Anyway, here is the code of the Redis clone, which is a 1:1 translation of Oren Eini’s C# code:
package info.gamlor.redis;
import java.io.BufferedReader;
import java.io.IOException;
import java.io.InputStreamReader;
import java.io.OutputStreamWriter;
import java.net.InetSocketAddress;
import java.net.ServerSocket;
import java.net.Socket;
import java.nio.charset.StandardCharsets;
import java.util.ArrayList;
import java.util.List;
import java.util.concurrent.ConcurrentHashMap;
import java.util.concurrent.Executors;
public class RedisMain {
public static void main(String[] args) throws IOException {
var scheduler = Executors.newCachedThreadPool();
var socket = new ServerSocket();
socket.bind(new InetSocketAddress("0.0.0.0", 16379));
System.out.println("App is listening on 0.0.0.0:16379");
var clone = new RedisClone();
while (true) {
var client = socket.accept();
scheduler.execute(() -> {
try (client) {
clone.handleConnection(client);
} catch (Exception e) {
e.printStackTrace();
}
});
}
}
}
class RedisClone {
private final ConcurrentHashMap<String, String> state = new ConcurrentHashMap<>();
public void handleConnection(Socket socket) throws Exception {
var args = new ArrayList<String>();
var reader = new BufferedReader(new InputStreamReader(socket.getInputStream(), StandardCharsets.UTF_8));
var writer = new OutputStreamWriter(socket.getOutputStream(), StandardCharsets.UTF_8);
while (true) {
args.clear();
var line = reader.readLine();
if (line == null)
break;
if (line.charAt(0) != '*')
throw new RuntimeException("Cannot understand arg batch: " + line);
var argsv = Integer.parseInt(line.substring(1));
for (int i = 0; i < argsv; i++) {
line = reader.readLine();
if (line == null || line.charAt(0) != '$')
throw new RuntimeException("Cannot understand arg length: " + line);
var argLen = Integer.parseInt(line.substring(1));
line = reader.readLine();
if (line == null || line.length() != argLen)
throw new RuntimeException("Wrong arg length expected " + argLen + " got: " + line);
args.add(line);
}
var reply = executeCommand(args);
if (reply == null) {
writer.write("$-1\r\n");
} else {
writer.write("$" + reply.length() + "\r\n" + reply + "\r\n");
}
writer.flush();
}
}
String executeCommand(List<String> args) {
switch (args.get(0)) {
case "GET":
return state.get(args.get(1));
case "SET":
state.put(args.get(1), args.get(2));
return null;
default:
throw new IllegalArgumentException("Unknown command: " + args.get(1));
}
}
}
A few notes: Again, the implementation is straight forward, with not consideration for performance, logging or error handling.
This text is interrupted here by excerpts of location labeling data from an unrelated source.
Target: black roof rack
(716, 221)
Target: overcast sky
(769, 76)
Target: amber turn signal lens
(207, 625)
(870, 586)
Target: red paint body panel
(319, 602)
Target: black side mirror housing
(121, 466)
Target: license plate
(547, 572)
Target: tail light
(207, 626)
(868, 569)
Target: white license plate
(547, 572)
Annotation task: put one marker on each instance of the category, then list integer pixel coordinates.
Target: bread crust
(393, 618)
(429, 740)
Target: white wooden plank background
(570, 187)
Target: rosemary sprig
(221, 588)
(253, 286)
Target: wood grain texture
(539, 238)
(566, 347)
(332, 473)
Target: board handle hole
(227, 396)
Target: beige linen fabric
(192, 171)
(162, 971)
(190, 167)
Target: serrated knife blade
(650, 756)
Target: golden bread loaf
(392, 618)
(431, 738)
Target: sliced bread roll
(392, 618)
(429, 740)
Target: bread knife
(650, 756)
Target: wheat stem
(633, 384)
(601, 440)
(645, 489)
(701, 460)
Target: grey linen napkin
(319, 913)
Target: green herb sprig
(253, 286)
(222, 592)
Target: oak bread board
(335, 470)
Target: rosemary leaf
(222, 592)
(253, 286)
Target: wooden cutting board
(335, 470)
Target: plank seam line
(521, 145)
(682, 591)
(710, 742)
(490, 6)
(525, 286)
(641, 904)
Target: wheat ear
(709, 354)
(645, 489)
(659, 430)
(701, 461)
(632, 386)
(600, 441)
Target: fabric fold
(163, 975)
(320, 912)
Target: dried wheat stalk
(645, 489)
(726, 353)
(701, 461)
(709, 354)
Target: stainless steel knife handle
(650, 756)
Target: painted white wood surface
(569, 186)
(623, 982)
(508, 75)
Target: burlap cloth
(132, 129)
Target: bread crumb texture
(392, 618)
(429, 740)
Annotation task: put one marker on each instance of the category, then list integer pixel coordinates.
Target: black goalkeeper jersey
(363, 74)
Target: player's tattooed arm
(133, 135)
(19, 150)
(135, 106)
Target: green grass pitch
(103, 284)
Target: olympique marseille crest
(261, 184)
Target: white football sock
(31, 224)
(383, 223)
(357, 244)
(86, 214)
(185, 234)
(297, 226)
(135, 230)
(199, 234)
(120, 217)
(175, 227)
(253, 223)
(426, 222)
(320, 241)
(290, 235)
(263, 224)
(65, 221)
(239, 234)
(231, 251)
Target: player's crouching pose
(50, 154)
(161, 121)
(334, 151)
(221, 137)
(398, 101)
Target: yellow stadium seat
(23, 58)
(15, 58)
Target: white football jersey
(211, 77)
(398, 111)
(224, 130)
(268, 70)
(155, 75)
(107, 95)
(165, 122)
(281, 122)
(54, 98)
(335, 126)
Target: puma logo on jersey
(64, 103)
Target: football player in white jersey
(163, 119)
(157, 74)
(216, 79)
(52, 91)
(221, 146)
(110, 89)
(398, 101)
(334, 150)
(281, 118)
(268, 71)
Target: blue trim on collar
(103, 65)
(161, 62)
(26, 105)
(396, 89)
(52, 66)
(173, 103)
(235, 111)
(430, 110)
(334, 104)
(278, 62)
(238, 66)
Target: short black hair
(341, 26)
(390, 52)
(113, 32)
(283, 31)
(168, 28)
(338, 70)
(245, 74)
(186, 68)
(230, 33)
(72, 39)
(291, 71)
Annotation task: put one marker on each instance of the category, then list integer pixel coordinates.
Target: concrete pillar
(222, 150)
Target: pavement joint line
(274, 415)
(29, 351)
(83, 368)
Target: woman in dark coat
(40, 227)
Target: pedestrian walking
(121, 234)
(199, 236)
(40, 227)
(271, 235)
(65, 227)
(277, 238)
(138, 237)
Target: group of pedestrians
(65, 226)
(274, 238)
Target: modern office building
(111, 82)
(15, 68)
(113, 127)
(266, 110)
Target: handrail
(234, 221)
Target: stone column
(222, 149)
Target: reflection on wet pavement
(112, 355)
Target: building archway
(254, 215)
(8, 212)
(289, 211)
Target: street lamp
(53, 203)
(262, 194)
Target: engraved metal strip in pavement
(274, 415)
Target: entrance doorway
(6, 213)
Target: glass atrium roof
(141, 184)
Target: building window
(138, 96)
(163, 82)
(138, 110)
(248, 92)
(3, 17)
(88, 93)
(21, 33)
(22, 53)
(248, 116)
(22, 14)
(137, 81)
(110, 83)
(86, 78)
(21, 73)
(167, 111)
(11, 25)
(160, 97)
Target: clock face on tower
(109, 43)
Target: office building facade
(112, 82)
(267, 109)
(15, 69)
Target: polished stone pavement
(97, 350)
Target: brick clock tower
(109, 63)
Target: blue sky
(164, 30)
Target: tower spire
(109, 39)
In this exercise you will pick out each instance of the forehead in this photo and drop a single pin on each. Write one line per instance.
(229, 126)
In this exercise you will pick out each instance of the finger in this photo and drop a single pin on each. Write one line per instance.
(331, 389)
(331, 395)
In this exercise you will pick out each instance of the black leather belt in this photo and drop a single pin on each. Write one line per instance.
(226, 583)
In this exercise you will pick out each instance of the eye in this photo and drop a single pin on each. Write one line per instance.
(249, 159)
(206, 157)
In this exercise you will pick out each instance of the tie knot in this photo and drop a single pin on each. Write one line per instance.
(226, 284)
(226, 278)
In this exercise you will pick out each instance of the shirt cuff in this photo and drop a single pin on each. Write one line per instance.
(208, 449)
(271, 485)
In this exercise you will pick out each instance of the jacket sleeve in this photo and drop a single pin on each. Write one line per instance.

Also, it uses classic blocking IO with a thread per client. If you connect multiple thousands of clients, all these thread will become an issue. For that reason virtual threads are commint to Java, which will be a great solution for many apps. Further, there is also no memory pressure during the benchmark, giving the GC more breathing room.
Anyway, in the next blog post we do some light initial performance profiling and see what we can improve.